6.28.2004

Today is: Stuck In A Damn Rut Day (Unofficially)

Okay, the title says it all. I am severely sick of my life, or lack thereof, at this point. I want my damn last paycheck from the job I lost and they have yet to mail it to me. Okay, so I didn't actually "lose" my job. I know where it is, they just don't want to work there anymore. It IS, in fact, my mind that I've lost. Okay, it's been missing for a while now... So what?

The only joy I get out of life anymore is the fact that I am not alone in my tormenting hell I call LIFE. I have an ally in the war to prove that we the "crazy" ones are, in fact, the only truly sane and the all-powerful "normal" people are actually the true lunatics.

"Who?", you ask. The Almighty JC... No, not Jesus Christ, you twits! JC who has a wonderfully insightful blog delving into the fragile human psyche at http://dookiejc.blogspot.com/

God, or Whomever, bless you, Girl! Keep up the good fight!

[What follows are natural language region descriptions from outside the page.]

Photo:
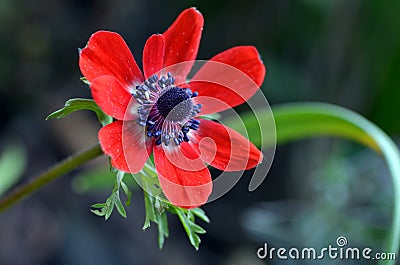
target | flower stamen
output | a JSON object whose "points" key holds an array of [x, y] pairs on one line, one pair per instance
{"points": [[167, 111]]}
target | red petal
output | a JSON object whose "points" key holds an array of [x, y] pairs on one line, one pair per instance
{"points": [[153, 55], [232, 76], [224, 148], [126, 150], [111, 97], [182, 41], [187, 183], [137, 147], [107, 54]]}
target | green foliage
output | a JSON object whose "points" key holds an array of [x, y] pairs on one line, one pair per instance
{"points": [[105, 209], [156, 208], [12, 165], [303, 120], [76, 104]]}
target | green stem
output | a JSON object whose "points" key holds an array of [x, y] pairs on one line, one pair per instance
{"points": [[51, 174], [295, 121]]}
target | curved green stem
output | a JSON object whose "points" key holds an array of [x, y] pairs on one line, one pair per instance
{"points": [[296, 121], [51, 174]]}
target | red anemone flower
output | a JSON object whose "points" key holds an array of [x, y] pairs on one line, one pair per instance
{"points": [[160, 113]]}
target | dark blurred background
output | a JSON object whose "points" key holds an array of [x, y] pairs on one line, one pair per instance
{"points": [[337, 51]]}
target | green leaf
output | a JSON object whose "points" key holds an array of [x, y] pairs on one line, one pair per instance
{"points": [[155, 212], [162, 225], [85, 81], [105, 209], [12, 165], [198, 212], [76, 104], [302, 120], [192, 229], [119, 205]]}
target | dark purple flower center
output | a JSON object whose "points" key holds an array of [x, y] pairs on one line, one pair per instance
{"points": [[175, 104], [167, 111]]}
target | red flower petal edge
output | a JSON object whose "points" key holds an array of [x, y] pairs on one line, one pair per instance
{"points": [[185, 185], [110, 95], [106, 53], [232, 76], [224, 148], [182, 41]]}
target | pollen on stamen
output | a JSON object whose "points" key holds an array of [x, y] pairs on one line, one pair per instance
{"points": [[167, 111]]}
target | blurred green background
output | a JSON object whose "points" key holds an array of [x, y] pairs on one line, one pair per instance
{"points": [[337, 51]]}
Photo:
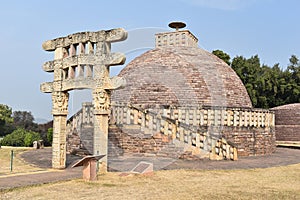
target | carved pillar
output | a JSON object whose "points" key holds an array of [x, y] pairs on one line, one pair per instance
{"points": [[60, 112], [101, 102]]}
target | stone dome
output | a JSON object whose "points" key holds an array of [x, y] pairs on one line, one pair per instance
{"points": [[179, 73]]}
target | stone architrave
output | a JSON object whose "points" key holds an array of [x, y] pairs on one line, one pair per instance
{"points": [[82, 61]]}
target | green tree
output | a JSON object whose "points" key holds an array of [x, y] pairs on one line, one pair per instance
{"points": [[249, 72], [5, 119], [24, 119], [222, 55]]}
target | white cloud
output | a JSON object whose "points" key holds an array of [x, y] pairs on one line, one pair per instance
{"points": [[222, 4]]}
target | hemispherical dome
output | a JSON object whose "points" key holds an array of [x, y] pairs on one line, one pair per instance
{"points": [[181, 76]]}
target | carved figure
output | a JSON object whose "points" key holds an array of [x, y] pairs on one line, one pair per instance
{"points": [[101, 100]]}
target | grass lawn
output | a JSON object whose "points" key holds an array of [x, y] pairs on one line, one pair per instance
{"points": [[272, 183], [19, 166]]}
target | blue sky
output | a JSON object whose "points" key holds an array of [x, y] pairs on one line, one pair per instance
{"points": [[269, 28]]}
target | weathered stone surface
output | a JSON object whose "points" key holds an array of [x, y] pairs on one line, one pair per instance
{"points": [[179, 76], [82, 60], [287, 122]]}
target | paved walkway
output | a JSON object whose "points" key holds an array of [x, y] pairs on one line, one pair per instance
{"points": [[42, 158]]}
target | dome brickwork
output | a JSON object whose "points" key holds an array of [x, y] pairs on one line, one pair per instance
{"points": [[181, 76]]}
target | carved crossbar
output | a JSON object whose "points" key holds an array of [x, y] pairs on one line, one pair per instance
{"points": [[81, 61]]}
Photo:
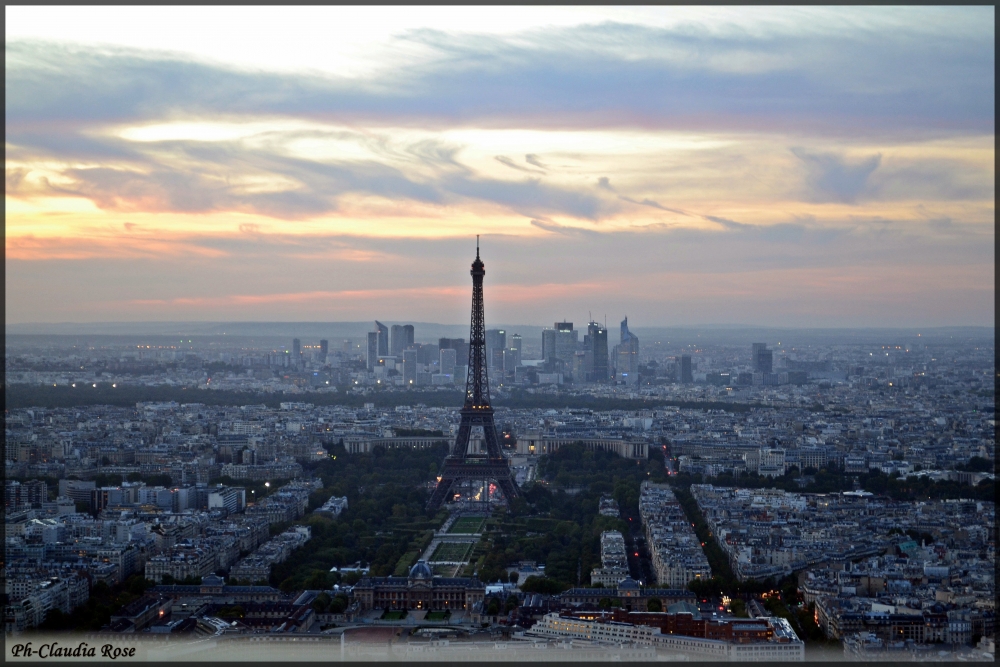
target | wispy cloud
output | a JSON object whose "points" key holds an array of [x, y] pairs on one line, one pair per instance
{"points": [[831, 177], [507, 162]]}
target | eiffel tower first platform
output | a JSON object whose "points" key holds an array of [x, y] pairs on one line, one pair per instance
{"points": [[459, 465]]}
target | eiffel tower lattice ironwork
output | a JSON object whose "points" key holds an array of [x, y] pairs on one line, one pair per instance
{"points": [[459, 465]]}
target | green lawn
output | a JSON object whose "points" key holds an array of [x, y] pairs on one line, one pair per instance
{"points": [[451, 551], [467, 524], [437, 615]]}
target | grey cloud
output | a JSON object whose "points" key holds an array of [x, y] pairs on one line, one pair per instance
{"points": [[831, 178], [212, 171], [570, 77], [653, 204], [931, 179], [730, 224], [549, 226], [531, 158], [507, 162], [531, 195]]}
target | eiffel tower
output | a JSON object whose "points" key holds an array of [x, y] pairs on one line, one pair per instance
{"points": [[459, 465]]}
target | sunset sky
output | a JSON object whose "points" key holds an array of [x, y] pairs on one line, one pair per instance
{"points": [[804, 167]]}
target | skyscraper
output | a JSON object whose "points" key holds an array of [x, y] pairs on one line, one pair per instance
{"points": [[762, 358], [496, 339], [459, 345], [372, 350], [383, 339], [687, 377], [447, 361], [410, 368], [511, 359], [627, 356], [597, 345], [548, 344], [396, 340], [566, 342]]}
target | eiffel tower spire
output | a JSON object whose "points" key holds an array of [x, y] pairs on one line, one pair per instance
{"points": [[459, 465]]}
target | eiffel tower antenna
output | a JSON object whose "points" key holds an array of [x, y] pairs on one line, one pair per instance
{"points": [[461, 466]]}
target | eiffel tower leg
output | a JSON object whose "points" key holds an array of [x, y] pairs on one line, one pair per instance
{"points": [[440, 493], [462, 438], [509, 488]]}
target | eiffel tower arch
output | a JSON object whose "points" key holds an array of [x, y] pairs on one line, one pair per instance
{"points": [[460, 466]]}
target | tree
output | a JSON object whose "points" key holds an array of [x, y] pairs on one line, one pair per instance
{"points": [[544, 585]]}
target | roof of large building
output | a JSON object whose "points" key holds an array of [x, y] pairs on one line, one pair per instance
{"points": [[421, 570]]}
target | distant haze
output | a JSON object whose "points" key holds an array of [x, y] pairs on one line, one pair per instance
{"points": [[277, 333], [775, 166]]}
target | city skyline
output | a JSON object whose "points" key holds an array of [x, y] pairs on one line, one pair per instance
{"points": [[792, 167]]}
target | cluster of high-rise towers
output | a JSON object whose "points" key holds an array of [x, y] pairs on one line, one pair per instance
{"points": [[564, 357]]}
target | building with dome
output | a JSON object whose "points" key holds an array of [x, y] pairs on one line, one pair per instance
{"points": [[629, 595], [420, 589]]}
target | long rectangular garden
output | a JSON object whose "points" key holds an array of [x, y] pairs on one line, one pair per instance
{"points": [[467, 524]]}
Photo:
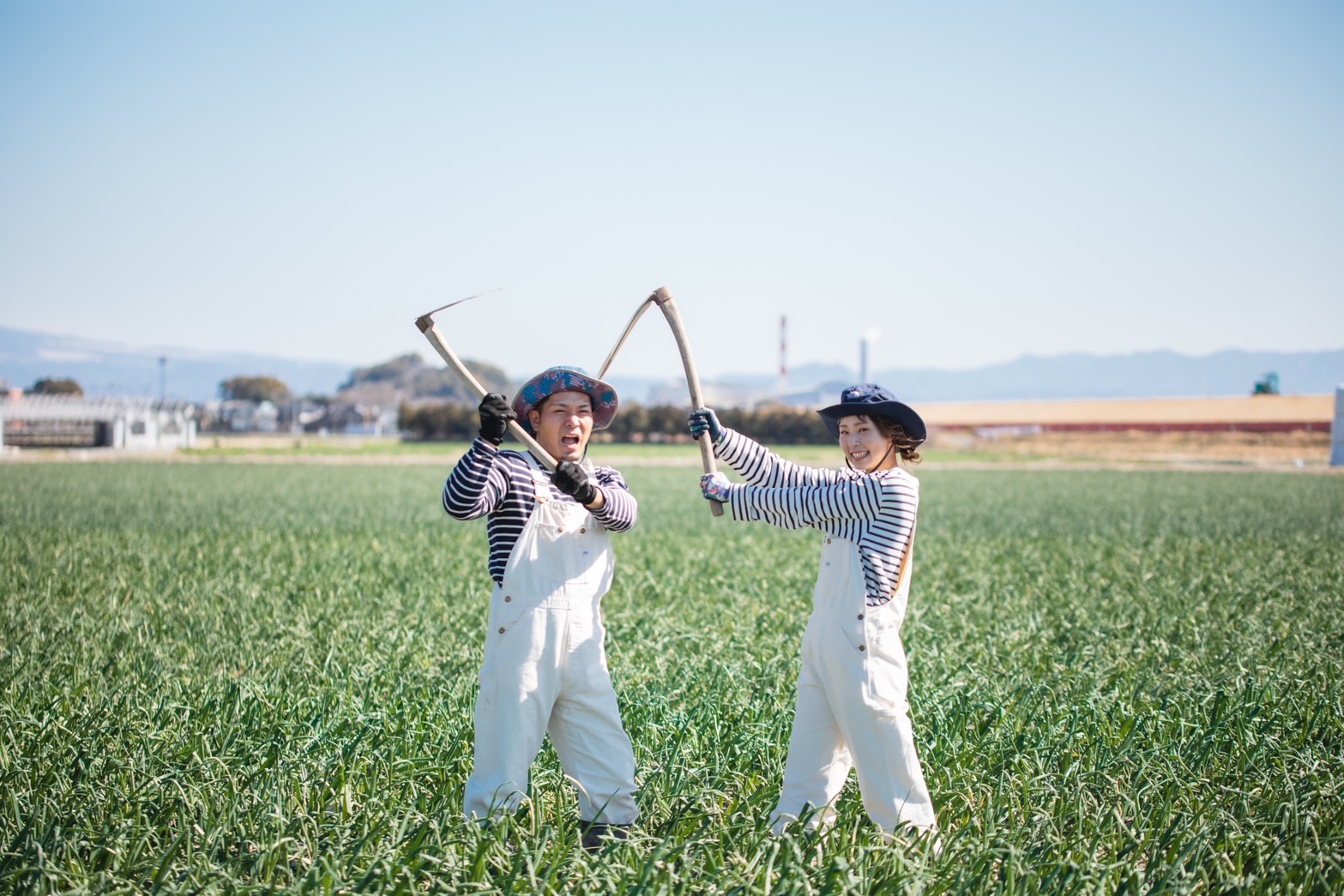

Deep Thought for the day: Cause I'm a hunka-hunka burning love... down on the edge of Lonely Street at Heartbreak Hotel... so... Don't be cruel to a heart that's true. Thank you. Thank you very much.

6.25.2004

Today is: Crappy with a slight chance of Shitstorms.

My Life as a Poem

I have no Job.
I think I smell.
I feel like a slob.
My life's gone to Hell.

I need to get out.
I need to have fun.
Find a reason for living
Before my life is done.

My family drives me crazy...
Okay, it's more like a walk.
The voices in my head
Are the only I feel I can talk
To anymore.

I sleep more than I used to
Just so I can dream.
Because my waking life's reality
Makes me want to scream.

I'm at the end of my rope
But it seems like a good place.
Thoughts of THE END
Now bring a smile to my face.

Now you know how I feel
I'll bring an end to this verse.
It's got to get better, because
I couldn't feel much worse.

This piece of crappy poetry brought to you by: James Knowlton

Deep Thought for the day: Look at all the LONELY people. Where do they all belong? Look at all the LONELY people. Where do they all come from?

6.22.2004


Thank you, God for creating Morgan Webb and thank you, Maxim magazine for the incredible pictures of Morgan Webb. If you don't have a subscription to Maxim, this would definitely be the month to get one. Definitely go check out maximonline.com for more details. One Word: DAMN!

6.19.2004

Today is: Ehhh... who cares??

You know what? I think I'll just write whatever the hell comes to mind. Why? Because no one reads my drivel anyway! I could sit here and bitch but nobody would ever notice anyway, because it's hard to notice things that are completely invisible.

Trust me. The only time anyone notices me is when I screw up or they need me to do them a favor. Can you tell that I'm miserable, yet?

No one of the opposite sex even notices me outside of wanting "to be friends". The universal nice way of saying "You're unattractive and/or pathetic and there is no way in Hell I would ever date you unless I really became desperate, but I will do you the favor of calling you whenever I need a favor, and in turn you get to temporarily feel needed."

I lost my job yesterday because my inborn "Screw-Up" gene kicked in and caused to make too many mistakes, costing the place I worked for too much money. Yippee! Yea, Me! If I was someone else and saw me on the street, I would probably kick my own ass just for good measure.

I don't know what to do anymore! I am seriously considering Baker Acting myself and getting permanently committed to the local Looney Bin, Sanitarium, Mental hospital.... whatever the hell they call it nowadays, just to get some well-needed Peace, Quiet, Rest and Therapy. The only problem is someone has to give a damn enough to be willing to listen to my problems without wanting to choke my dumb ass out. I don't see that happening anytime soon.

I don't sleep, eat, or socialize properly anymore. Oh, who the hell cares?! I think I'm going to stop writing for tonight and deluding myself into believing that anybody actually reads my pathetic complaints and/or really cares, when I know that's not true.

Good night, Voices In My Head. Get some rest. Tomorrow's gonna be a busy day.

Deep Thought for the Day: Who lives in a pineapple under the sea? Spongebob Squarepants!